Dear friends,
One of the challenges of building an AI startup is setting customer expectations. Machine learning is a highly experiment-driven field. Until you’ve built something, it’s hard to predict how well it will work. This creates a unique challenge when you’re trying to inform customers about what they should expect a new product to do.
For instance, the entire self-driving industry, which I was once part of, did a poor job of setting expectations about when fully autonomous cars would be ready for widespread deployment. This shortcoming led to elevated expectations that the industry failed to meet.
Compared to traditional software that begins with a specification and ends with a deliverable to match, machine learning systems present a variety of unique challenges. These challenges can affect the budget, schedule, and capabilities of a product in unexpected ways.
How can you avoid surprising customers? Here’s a non-exhaustive checklist of ways that a machine learning system might surprise customers who are more familiar with traditional software:
- We don’t know how accurate the system will be in advance.
- We might need a costly initial data collection phase.
- After getting the initial dataset, we might come back and ask for more data or better data.

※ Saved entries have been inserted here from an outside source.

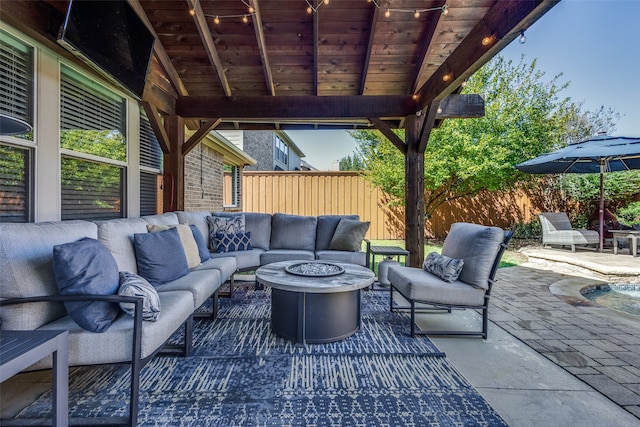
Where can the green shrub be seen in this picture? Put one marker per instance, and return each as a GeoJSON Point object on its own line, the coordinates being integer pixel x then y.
{"type": "Point", "coordinates": [630, 214]}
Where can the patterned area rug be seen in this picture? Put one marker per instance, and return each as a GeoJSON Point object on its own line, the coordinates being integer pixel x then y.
{"type": "Point", "coordinates": [240, 374]}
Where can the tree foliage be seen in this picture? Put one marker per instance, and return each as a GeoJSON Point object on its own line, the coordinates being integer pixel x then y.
{"type": "Point", "coordinates": [525, 115]}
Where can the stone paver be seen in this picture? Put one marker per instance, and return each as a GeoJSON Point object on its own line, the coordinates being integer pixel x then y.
{"type": "Point", "coordinates": [585, 341]}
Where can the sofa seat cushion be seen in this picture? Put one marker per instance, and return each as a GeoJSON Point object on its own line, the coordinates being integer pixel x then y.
{"type": "Point", "coordinates": [417, 284]}
{"type": "Point", "coordinates": [245, 260]}
{"type": "Point", "coordinates": [226, 265]}
{"type": "Point", "coordinates": [277, 255]}
{"type": "Point", "coordinates": [117, 235]}
{"type": "Point", "coordinates": [115, 345]}
{"type": "Point", "coordinates": [327, 227]}
{"type": "Point", "coordinates": [293, 232]}
{"type": "Point", "coordinates": [202, 284]}
{"type": "Point", "coordinates": [358, 258]}
{"type": "Point", "coordinates": [26, 267]}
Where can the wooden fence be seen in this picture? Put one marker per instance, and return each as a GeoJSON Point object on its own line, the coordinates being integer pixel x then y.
{"type": "Point", "coordinates": [326, 193]}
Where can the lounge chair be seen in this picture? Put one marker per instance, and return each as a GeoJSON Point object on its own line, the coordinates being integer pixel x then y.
{"type": "Point", "coordinates": [557, 230]}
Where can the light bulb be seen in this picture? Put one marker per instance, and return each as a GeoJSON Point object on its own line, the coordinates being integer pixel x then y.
{"type": "Point", "coordinates": [522, 39]}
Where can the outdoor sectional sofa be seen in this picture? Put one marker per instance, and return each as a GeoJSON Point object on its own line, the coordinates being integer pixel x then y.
{"type": "Point", "coordinates": [30, 299]}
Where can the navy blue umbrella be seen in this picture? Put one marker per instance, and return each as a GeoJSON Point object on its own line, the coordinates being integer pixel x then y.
{"type": "Point", "coordinates": [599, 154]}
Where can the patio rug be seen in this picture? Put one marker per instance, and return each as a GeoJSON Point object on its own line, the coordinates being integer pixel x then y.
{"type": "Point", "coordinates": [240, 374]}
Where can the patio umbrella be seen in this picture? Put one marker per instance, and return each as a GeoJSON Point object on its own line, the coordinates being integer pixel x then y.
{"type": "Point", "coordinates": [599, 154]}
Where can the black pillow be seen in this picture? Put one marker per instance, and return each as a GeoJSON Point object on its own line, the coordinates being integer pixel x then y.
{"type": "Point", "coordinates": [87, 267]}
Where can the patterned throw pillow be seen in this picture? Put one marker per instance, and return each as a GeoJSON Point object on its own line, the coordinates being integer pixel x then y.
{"type": "Point", "coordinates": [132, 285]}
{"type": "Point", "coordinates": [224, 225]}
{"type": "Point", "coordinates": [448, 269]}
{"type": "Point", "coordinates": [231, 242]}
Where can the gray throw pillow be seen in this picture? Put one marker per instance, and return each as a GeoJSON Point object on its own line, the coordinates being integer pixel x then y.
{"type": "Point", "coordinates": [224, 225]}
{"type": "Point", "coordinates": [132, 285]}
{"type": "Point", "coordinates": [448, 269]}
{"type": "Point", "coordinates": [349, 235]}
{"type": "Point", "coordinates": [87, 267]}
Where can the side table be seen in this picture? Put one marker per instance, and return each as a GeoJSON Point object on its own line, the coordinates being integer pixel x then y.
{"type": "Point", "coordinates": [21, 349]}
{"type": "Point", "coordinates": [396, 251]}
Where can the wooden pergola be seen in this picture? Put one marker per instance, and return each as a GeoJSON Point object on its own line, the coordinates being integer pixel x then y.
{"type": "Point", "coordinates": [310, 64]}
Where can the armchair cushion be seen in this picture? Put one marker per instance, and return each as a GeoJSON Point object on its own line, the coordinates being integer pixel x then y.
{"type": "Point", "coordinates": [87, 267]}
{"type": "Point", "coordinates": [448, 269]}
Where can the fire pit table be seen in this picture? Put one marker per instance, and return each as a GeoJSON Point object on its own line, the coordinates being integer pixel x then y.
{"type": "Point", "coordinates": [315, 301]}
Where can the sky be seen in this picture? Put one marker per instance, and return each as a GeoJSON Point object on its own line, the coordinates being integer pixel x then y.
{"type": "Point", "coordinates": [595, 44]}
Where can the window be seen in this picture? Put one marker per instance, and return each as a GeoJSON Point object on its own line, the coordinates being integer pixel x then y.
{"type": "Point", "coordinates": [150, 167]}
{"type": "Point", "coordinates": [282, 151]}
{"type": "Point", "coordinates": [231, 185]}
{"type": "Point", "coordinates": [16, 164]}
{"type": "Point", "coordinates": [94, 150]}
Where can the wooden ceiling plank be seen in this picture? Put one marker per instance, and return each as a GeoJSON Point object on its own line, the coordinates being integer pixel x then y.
{"type": "Point", "coordinates": [199, 134]}
{"type": "Point", "coordinates": [504, 21]}
{"type": "Point", "coordinates": [209, 45]}
{"type": "Point", "coordinates": [158, 128]}
{"type": "Point", "coordinates": [391, 136]}
{"type": "Point", "coordinates": [262, 46]}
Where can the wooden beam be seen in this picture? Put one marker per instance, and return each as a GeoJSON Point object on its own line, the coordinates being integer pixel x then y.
{"type": "Point", "coordinates": [200, 133]}
{"type": "Point", "coordinates": [295, 107]}
{"type": "Point", "coordinates": [502, 23]}
{"type": "Point", "coordinates": [262, 46]}
{"type": "Point", "coordinates": [456, 106]}
{"type": "Point", "coordinates": [375, 13]}
{"type": "Point", "coordinates": [391, 136]}
{"type": "Point", "coordinates": [209, 44]}
{"type": "Point", "coordinates": [158, 128]}
{"type": "Point", "coordinates": [432, 27]}
{"type": "Point", "coordinates": [160, 52]}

- Moreover, we might ask for this over and over.
- After we’ve built a prototype that runs accurately in the lab, it might not run as well in production because of data drift or concept drift.
- Even after we’ve built an accurate production system, its performance might get worse over time for no obvious reason. We might need help monitoring the system and, if its performance degrades over time, invest further to fix it.
- A system might exhibit biases that are hard to detect.
- It might be hard to figure out why the system gave a particular output. We didn’t explicitly program it to do that!
- Despite the customer’s generous budget, we probably won’t achieve AGI. 😀
That’s a lot of potential surprises! It’s best to set expectations with customers clearly before starting a project and keep reminding them throughout the process.
As a reader of The Batch, you probably know a fair amount about AI. But AI and machine learning are still very mysterious to most people. Occasionally I speak with executives, even at large companies, whose thinking about AI gravitates more toward artificial general intelligence (AGI) — a system that can learn to perform any mental task that a typical human can — than practical applications in the marketplace today. Entrepreneurs who aspire to build AI systems usually have to work extra hard to convey the significant promise of their solution while avoiding setting elevated expectations that they can’t meet. The fact that we ourselves can incorrectly assess the capabilities of the systems we’re building — which is what happened with self-driving — makes this even harder.
Fortunately, in many application areas, once you’ve acquired one or two happy customers, things get much easier. You can (with permission) show those successes to later customers and, with a couple of successful deployments under your belt, your own sense of what to expect also improves.
The first deployment is always hardest, and each subsequent one gets easier. Keep at it!